[johnnyjohn993]

NH₂OH + CO₂ =N₂ + CO  (BASIC)

2OH^- +2H⁺ +CO₂ = CO + H₂0  + 2OH^-

2e- + H₂O + CO₂ = CO + 2OH^-


3OH^- +H₂O + 2NH₂OH = N₂ + 5H⁺ +5OH^-

2OH^- +H₂O + 2NH₂OH = N₂ + 5H₂O

2OH^- + 2NH₂OH= N₂ +4H₂O + 2e-
2e- + H₂O + CO₂ =CO + 2OH^-

ANSWER: 2NH₂OH + CO₂ = N₂ + 3H₂O + CO

QUESTIONs :
1)why did we add H₂O to the side of 2NH₂OH of our half reaction instead
placing it on the oxygen and hydrogen deprive N₂ ?(isn't that how we do it? ).

2.)Does its always have to be alternate " that is, adding  your H⁺ to the CO₂ half reaction; and H⁺ to left side of the NH₂OH half reaction ? I got the answer after 30mins T_T it was so confusing though.

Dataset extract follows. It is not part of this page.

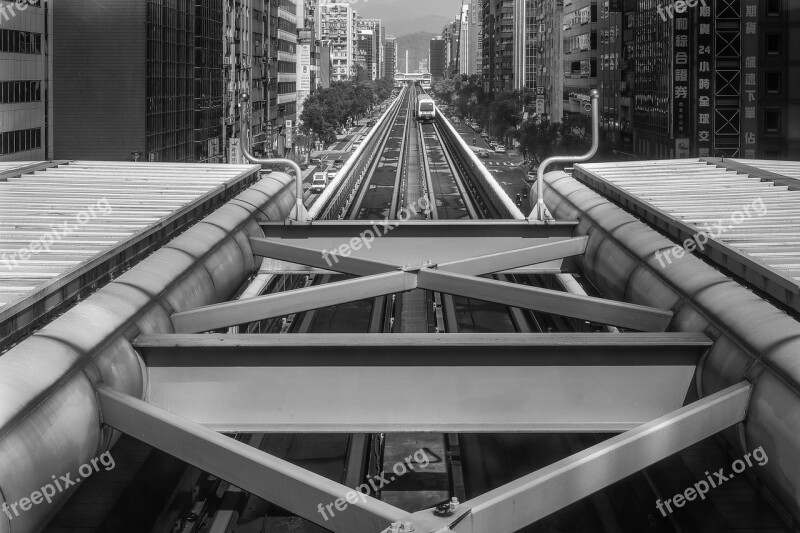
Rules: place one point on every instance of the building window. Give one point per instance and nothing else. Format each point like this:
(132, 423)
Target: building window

3) Do we have cases like we will "add up" our H₂O or OH^-  because we cannot cancel them ?

[Hunter2]

If the process works in alcaline condition then its not allowed to add H⁺

Correct is this:

Oxidation: 2 NH₂OH  + 2OH^- => N₂ + 4 H₂O + 2 e^-

Reduction: CO₂ + H₂O + 2 e^-=> CO + 2 OH^-

Addition gives

2 NH₂OH + CO₂ => N₂ + CO + 3 H₂O

Recipe alcaline condition:

Reduction: add water on edukt side and get OH^- on product side

Oxidation: add OH^- on edukt side and get water on product side



acidic condition:

Reduction : add H⁺ on edukt side and get water on product side

Oxidation : add water on edukt side and get H⁺ on product side

This works every time if oxygen is in the compounds.